Diciamolo francamente: nessuno fino ad ora avrebbe scommesso un euro – ormai si scommette su tutto – sull’aumento dei matrimoni in Italia. Dal 2008 al 2014 le nozze sono diminuite al ritmo di quasi 10mila all’anno e la tendenza pareva inarrestabile. “Non si sposa più nessuno, vanno tutti a convivere”: frasi come questa sono diventate così frequenti e fataliste da rivaleggiare nei discorsi di circostanza con la fine delle mezze stagioni. Invece oggi l’Istat ha fatto sapere che nel 2015 i matrimoni sono stati 194. 377, circa 4600 in più rispetto all’anno precedente. E non soltanto per l’incremento delle seconde nozze, conseguenza dell’aumento dei divorzi; crescono infatti di quasi 2.000 unità anche i primi matrimoni. Aumenta lievemente (circa il 2%) persino l’indice che misura la propensione alle prime nozze.
L’Istituto di statistica invita alla prudenza, sostiene che è troppo poco per parlare di ripresa. La diminuzione dei matrimoni è in atto da oltre quarant’anni e ci sono dei fattori strutturali, come la riduzione della popolazione in particolare nelle fasce d’età più interessate, che spingono fortemente in direzione negativa. L’Istituto avanza anche l’ipotesi che l’aumento sia in una certa misura “attribuibile al ‘recupero’ di parte della consistente posticipazione delle nozze messa in atto negli ultimi anni, forse anche condizionata dal prolungarsi della crisi economica”. Lo stesso Istat, tuttavia, osserva che la crescita sembra proseguire e rafforzarsi anche nel 2016, in quanto i dati provvisori riferiti ai primi sei mesi di quest’anno mostrano 3.645 matrimoni in più rispetto allo stesso periodo del 2015.

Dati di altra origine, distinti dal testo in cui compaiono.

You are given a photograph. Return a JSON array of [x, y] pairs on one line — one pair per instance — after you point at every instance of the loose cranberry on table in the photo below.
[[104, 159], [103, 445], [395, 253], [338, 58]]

Insomma, è giusto evitare entusiasmi ingenui quando si ha a che fare con questioni estremamente complesse, tanto più che la realtà è sempre più ricca e imprevedibile della pur preziosa rappresentazione statistica. Che oggi però si trova a registrare un dato che le serie storiche non autorizzavano in alcun modo a immaginare: una sorpresa positiva su cui bisognerà riflettere, senza frettolose archiviazioni.
Nessuna sorpresa, invece, dall’aumento dei matrimoni civili, che sono stati l’8% in più a confronto con il 2014 e rappresentano il 45,3 del totale. Gran parte di questo aumento è dovuto alle seconde nozze, ma cresce anche il numero di coloro che decidono di sposarsi direttamente con il rito civile: dal 20% del 2008 si è passati al 30% del 2015. Una tendenza che si conferma e deve interpellare in modo particolare la comunità cristiana. Resta il fatto che l’aumento di coloro che decidono si sposarsi (nonostante tutto, verrebbe da dire) è in sé un dato socialmente positivo e forse potrebbe aiutare a comprendere che
matrimonio e famiglia non sono fissazioni dei cattolici e meriterebbero un sostegno politico-economico adeguato ai problemi in campo.
Nel rapporto dell’Istat c’è anche un rovescio della medaglia: l’impennata del numero dei divorzi, che sono stati 82.469, ben il 57% in più del 2014. Qui le cause sono evidenti: l’entrata in vigore della legge sul cosiddetto “divorzio breve” e, forse ancor più, di quella che consente di rivolgersi direttamente all’ufficiale dello stato civile, semplificando all’osso le procedure e abbattendo radicalmente i costi rispetto al tribunale. Ne avevamo scritto lo scorso aprile e in quel momento il boom non era stato ancora rilevato dalle statistiche, che ne danno conto ora. L’effetto combinato dei due provvedimenti ha fatto sì che siano stati anticipati al 2015 una gran parte di quei divorzi che con la vecchia normativa avrebbero visto decorrere i termini non prima del 2016. L’Istat lo definisce un effetto “di cadenza” e avverte che si farà sentire probabilmente anche nei prossimi anni. Ma l’aumento molto contenuto del numero delle separazioni (+2.7%) secondo l’Istituto di statistica rivela che la propensione allo scioglimento dei matrimoni è sostanzialmente in linea con la tendenza in atto da decenni.